Modelling of Pd and Pt supported on the {111} and {011} surfaces of cubic-ZrO2

The interaction of the noble metals Pd and Pt with the {111} and {011} surfaces of cubic-ZrO2 was examined by employing pseudo-potential plane-wave calculations within two Hamiltonians: the LDA and Perdew-Wang91 (GGA). The most favourable adsorption sites, adsorption energies, density of states and electron-charge density distributions are discussed, where the latter properties provide information on the bonding character between the ad-layer and the support, which is directly related to the catalytic activity.
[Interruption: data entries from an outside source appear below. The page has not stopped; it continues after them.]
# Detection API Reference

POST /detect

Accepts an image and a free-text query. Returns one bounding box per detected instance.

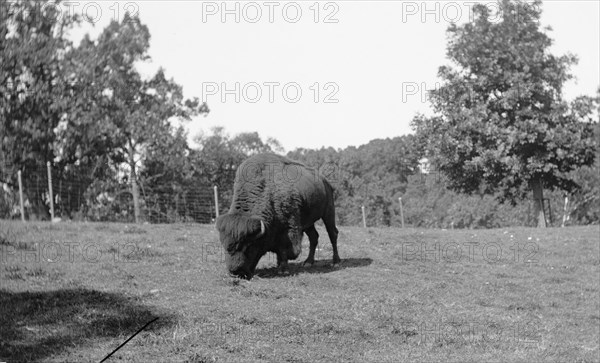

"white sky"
[65,0,600,151]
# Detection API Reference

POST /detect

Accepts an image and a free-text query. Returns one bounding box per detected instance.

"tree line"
[0,0,600,228]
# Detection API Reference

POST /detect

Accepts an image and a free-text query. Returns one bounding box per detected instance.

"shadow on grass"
[255,258,373,278]
[0,288,174,362]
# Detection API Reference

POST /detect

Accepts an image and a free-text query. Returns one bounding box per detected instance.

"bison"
[217,154,340,279]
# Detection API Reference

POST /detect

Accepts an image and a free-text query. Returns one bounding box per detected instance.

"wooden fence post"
[46,161,54,222]
[398,197,404,228]
[17,170,25,222]
[214,185,219,220]
[360,205,367,228]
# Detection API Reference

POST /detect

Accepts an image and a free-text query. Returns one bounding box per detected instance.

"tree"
[0,1,78,219]
[412,0,597,227]
[64,14,209,222]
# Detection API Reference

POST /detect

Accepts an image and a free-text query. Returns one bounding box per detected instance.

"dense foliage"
[413,0,597,226]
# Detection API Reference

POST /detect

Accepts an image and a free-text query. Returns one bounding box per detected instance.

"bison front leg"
[277,250,289,273]
[304,224,319,266]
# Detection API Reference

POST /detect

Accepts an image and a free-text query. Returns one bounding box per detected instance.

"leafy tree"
[413,0,597,226]
[64,14,209,222]
[0,0,78,219]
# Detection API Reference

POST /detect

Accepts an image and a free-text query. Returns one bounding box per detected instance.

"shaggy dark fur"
[217,154,340,278]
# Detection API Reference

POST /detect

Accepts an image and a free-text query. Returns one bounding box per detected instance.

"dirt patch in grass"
[0,288,173,362]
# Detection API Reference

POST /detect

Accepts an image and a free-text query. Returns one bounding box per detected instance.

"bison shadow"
[0,288,175,362]
[255,258,373,278]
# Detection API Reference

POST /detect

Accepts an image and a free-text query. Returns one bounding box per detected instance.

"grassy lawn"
[0,221,600,362]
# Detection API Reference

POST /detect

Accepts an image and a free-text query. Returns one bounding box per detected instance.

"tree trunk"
[129,141,140,223]
[531,178,546,228]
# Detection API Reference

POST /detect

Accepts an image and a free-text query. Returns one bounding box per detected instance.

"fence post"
[46,161,54,222]
[360,205,367,228]
[17,170,25,222]
[561,195,569,227]
[214,185,219,220]
[398,197,404,228]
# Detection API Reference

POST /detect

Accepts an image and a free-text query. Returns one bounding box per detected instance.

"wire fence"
[0,163,231,223]
[0,163,568,228]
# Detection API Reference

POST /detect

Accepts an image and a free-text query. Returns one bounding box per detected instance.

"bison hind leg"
[303,224,319,266]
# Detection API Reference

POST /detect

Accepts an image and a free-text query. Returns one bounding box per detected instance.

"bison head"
[217,213,266,279]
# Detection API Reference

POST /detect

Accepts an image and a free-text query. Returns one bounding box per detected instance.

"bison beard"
[217,154,340,279]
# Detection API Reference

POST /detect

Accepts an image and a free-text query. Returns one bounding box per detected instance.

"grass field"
[0,221,600,362]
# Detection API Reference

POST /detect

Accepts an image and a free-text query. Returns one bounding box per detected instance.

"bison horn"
[256,219,265,238]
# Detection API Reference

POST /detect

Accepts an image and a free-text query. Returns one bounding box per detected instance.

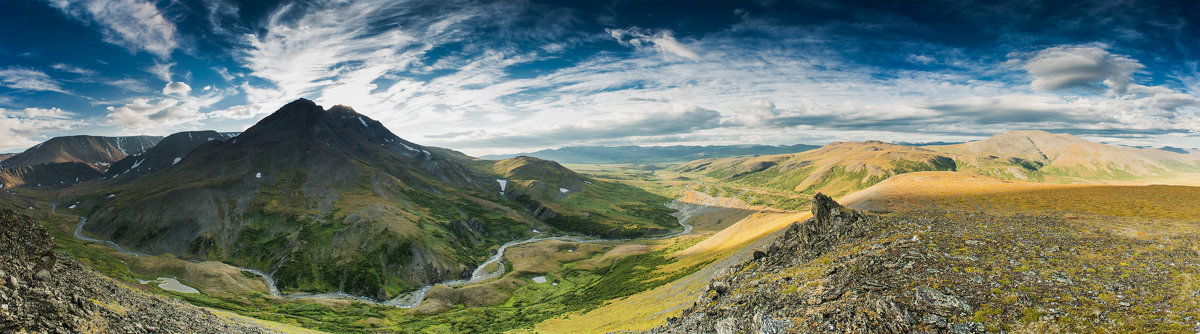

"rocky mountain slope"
[0,136,162,189]
[0,136,162,172]
[104,130,238,180]
[652,195,1200,333]
[674,142,955,204]
[0,162,101,189]
[71,100,546,299]
[480,144,820,163]
[60,100,676,299]
[926,130,1200,180]
[0,209,274,333]
[472,156,678,238]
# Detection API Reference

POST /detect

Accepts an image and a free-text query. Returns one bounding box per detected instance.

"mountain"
[1158,147,1200,154]
[70,100,535,298]
[67,99,666,299]
[649,186,1200,333]
[482,156,678,238]
[0,136,162,173]
[104,131,238,178]
[926,130,1200,180]
[0,162,101,189]
[0,209,278,333]
[672,131,1200,209]
[480,144,818,163]
[673,142,955,208]
[0,136,162,187]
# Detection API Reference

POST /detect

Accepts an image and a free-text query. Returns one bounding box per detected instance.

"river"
[63,199,707,309]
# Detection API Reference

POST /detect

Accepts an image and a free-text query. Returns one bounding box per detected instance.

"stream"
[65,199,708,309]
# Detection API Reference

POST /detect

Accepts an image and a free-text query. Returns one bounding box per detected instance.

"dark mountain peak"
[325,105,359,115]
[280,97,320,112]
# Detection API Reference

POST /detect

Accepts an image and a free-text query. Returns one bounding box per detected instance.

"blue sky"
[0,0,1200,155]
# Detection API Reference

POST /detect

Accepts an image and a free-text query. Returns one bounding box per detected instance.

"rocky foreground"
[652,193,1200,333]
[0,209,270,333]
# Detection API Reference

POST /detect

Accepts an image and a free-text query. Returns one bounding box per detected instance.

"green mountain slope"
[674,142,955,209]
[925,131,1200,180]
[73,100,546,298]
[474,156,678,238]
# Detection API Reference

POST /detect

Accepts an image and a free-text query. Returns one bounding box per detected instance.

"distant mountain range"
[673,131,1200,209]
[480,144,820,163]
[0,136,162,187]
[30,100,678,299]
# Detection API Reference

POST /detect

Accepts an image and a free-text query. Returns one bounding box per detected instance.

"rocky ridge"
[650,195,1200,333]
[0,209,271,333]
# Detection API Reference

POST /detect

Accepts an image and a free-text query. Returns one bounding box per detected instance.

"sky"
[0,0,1200,155]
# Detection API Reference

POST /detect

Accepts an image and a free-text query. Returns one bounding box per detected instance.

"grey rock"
[914,287,972,317]
[920,314,946,328]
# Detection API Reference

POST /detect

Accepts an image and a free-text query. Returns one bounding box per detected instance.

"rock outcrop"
[0,209,270,333]
[652,193,988,333]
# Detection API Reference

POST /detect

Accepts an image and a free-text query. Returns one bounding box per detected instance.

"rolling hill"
[68,100,674,299]
[73,100,546,299]
[482,156,678,238]
[481,144,818,163]
[0,136,162,172]
[673,142,955,208]
[925,130,1200,180]
[104,131,238,179]
[0,136,162,189]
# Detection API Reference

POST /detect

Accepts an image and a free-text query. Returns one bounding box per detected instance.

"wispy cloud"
[0,66,70,94]
[0,108,83,151]
[47,0,179,57]
[1025,44,1144,94]
[162,82,192,96]
[50,64,100,77]
[605,26,700,61]
[145,62,175,83]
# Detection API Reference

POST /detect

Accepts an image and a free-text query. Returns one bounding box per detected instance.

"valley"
[0,100,1200,333]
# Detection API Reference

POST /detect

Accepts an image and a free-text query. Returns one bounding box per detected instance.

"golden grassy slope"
[536,195,809,333]
[841,172,1200,220]
[926,131,1200,179]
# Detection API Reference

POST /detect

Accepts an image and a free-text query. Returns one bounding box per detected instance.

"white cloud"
[104,78,150,93]
[145,62,175,83]
[162,82,190,96]
[107,91,226,129]
[50,64,100,77]
[1025,44,1144,95]
[205,1,1200,151]
[605,28,700,61]
[0,108,83,151]
[0,66,67,94]
[48,0,179,57]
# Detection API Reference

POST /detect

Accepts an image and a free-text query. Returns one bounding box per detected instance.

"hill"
[71,100,546,299]
[482,156,678,238]
[0,209,283,333]
[480,144,818,163]
[104,131,238,179]
[0,136,162,189]
[925,131,1200,180]
[0,136,162,172]
[60,100,673,299]
[652,192,1200,333]
[673,142,956,208]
Owing to surface relaxation on the Pd/ZrO2{111} interface, we found a competition between the 1-fold and 3-fold oxygen sites; i.e. the differences in adsorption energies between the various adsorption sites are ca. 20 kJ mol(-1), which in addition suggests that the Pd-adlayer may have significant mobility. We anticipated the Pt-adlayer to be associated with lower surface mobility than the Pd-layer, due to the tendency to favour one particular adsorption site: DeltaE(ads) on top of O-S is similar to 100 kJ mol(-1), while on top of the 3-fold oxygen sites the energy is similar to 60 kJ mol(-1). Also, on the {011} surface, Pt is favoured by 1-fold oxygen coordination, while Pd exhibits higher oxygen coordination, and is adsorbed on the terraces of the {011} surface. Our calculations show the metal-support interactions to be mainly of an electrostatic nature, introduced by a polarisation of the metal ad-layers.